Cambridge scientists sequence Beethoven's genome by using locks of composer's hair
Scientists have analysed five locks of what is believed to be Beethoven's hair to sequence the genome of the composer.
An international team led by Cambridge University analysed strands of hair from eight locks in public and private collections in a bid to shed light on Beethoven's health problems.
Five locks were deemed "authentic" by the researchers and came from a single European male.
Ludwig van Beethoven was born in 1770 and died in Vienna in 1827 aged just 56.
The scientists discovered it is likely that Beethoven had a genetic predisposition to liver disease and a hepatitis B infection, combined with his broadly accepted alcohol consumption, that contributed to his death.
Tristan Begg, of Cambridge University, said: "We can surmise from Beethoven's 'conversation books', which he used during the last decade of his life, that his alcohol consumption was very regular, although it is difficult to estimate the volumes being consumed.
"While most of his contemporaries claim his consumption was moderate by early 19th century Viennese standards... this still likely amounted to quantities of alcohol known today to be harmful to the liver.
"If his alcohol consumption was sufficiently heavy over a long enough period of time, the interaction with his genetic risk factors presents one possible explanation for his cirrhosis."
Johannes Krause from the Max Planck Institute of Evolutionary Anthropology in Germany said: "We cannot say definitely what killed Beethoven, but we can now at least confirm the presence of significant heritable risk and an infection with hepatitis B virus."

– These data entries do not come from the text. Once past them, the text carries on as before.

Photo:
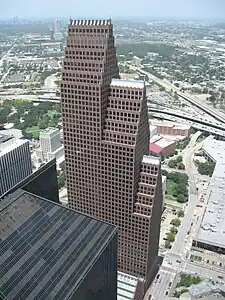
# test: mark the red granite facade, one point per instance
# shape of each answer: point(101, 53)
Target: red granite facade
point(106, 135)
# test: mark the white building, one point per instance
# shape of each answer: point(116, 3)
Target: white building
point(57, 31)
point(163, 189)
point(136, 61)
point(50, 144)
point(15, 162)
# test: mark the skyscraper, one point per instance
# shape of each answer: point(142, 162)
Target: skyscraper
point(106, 136)
point(51, 252)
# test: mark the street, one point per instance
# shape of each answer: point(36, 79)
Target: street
point(175, 259)
point(168, 86)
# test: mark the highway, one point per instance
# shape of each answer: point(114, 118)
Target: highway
point(179, 114)
point(175, 259)
point(192, 99)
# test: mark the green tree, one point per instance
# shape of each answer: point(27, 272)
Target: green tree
point(167, 244)
point(171, 237)
point(181, 198)
point(173, 230)
point(172, 164)
point(180, 213)
point(179, 159)
point(206, 168)
point(181, 166)
point(175, 222)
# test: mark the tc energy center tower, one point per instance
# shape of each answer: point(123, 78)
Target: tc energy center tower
point(106, 136)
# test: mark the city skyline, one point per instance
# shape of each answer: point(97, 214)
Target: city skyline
point(143, 8)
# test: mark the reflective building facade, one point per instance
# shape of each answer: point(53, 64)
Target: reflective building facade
point(106, 136)
point(51, 252)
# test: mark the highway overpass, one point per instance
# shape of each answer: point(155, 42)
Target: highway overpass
point(187, 117)
point(191, 99)
point(220, 134)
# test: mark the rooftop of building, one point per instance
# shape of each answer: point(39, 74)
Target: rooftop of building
point(10, 145)
point(212, 228)
point(4, 138)
point(174, 125)
point(152, 160)
point(212, 224)
point(49, 130)
point(214, 148)
point(164, 142)
point(46, 249)
point(135, 84)
point(155, 148)
point(126, 286)
point(90, 22)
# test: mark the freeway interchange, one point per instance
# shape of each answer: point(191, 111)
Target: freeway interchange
point(176, 259)
point(168, 86)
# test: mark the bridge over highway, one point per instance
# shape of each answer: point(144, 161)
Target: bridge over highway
point(191, 99)
point(188, 117)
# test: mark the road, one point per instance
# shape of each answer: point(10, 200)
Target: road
point(192, 99)
point(175, 259)
point(202, 271)
point(179, 243)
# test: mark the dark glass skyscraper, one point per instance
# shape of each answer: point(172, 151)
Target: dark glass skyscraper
point(106, 136)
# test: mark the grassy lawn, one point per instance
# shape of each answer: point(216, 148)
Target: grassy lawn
point(34, 130)
point(169, 188)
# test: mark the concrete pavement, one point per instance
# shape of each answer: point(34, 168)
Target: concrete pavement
point(175, 259)
point(193, 100)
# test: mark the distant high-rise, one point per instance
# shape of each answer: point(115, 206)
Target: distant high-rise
point(15, 162)
point(49, 142)
point(106, 136)
point(57, 30)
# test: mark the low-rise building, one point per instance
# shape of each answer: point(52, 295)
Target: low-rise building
point(210, 232)
point(162, 146)
point(171, 128)
point(15, 162)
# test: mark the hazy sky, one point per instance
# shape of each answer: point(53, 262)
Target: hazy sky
point(114, 8)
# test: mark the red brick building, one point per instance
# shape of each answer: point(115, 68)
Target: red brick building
point(106, 136)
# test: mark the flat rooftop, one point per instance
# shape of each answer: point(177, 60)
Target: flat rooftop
point(152, 160)
point(135, 84)
point(212, 224)
point(170, 124)
point(214, 148)
point(46, 249)
point(126, 286)
point(4, 138)
point(10, 145)
point(49, 130)
point(164, 142)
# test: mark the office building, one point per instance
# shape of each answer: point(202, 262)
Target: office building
point(42, 183)
point(50, 143)
point(57, 31)
point(15, 162)
point(210, 233)
point(171, 128)
point(51, 252)
point(136, 61)
point(106, 137)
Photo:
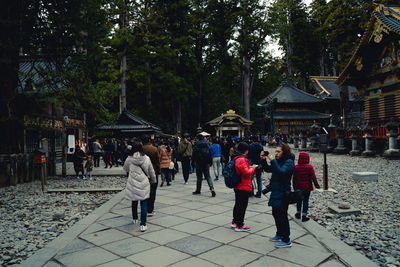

Mr Begg added: "Taken in view of the known medical history, it is highly likely that it was some combination of these three factors, including his alcohol consumption... but future research will have to clarify the extent to which each factor was involved."
The composer also suffered progressive hearing loss, which began in his mid to late 20s and led to him being functionally deaf by 1818.
Investigation of the hair samples did not reveal a simple genetic origin of Beethoven's hearing loss.
Mr Begg said: "We hope that by making Beethoven's genome publicly available for researchers, and perhaps adding further authenticated locks to the initial chronological series, remaining questions about his health and genealogy can someday be answered."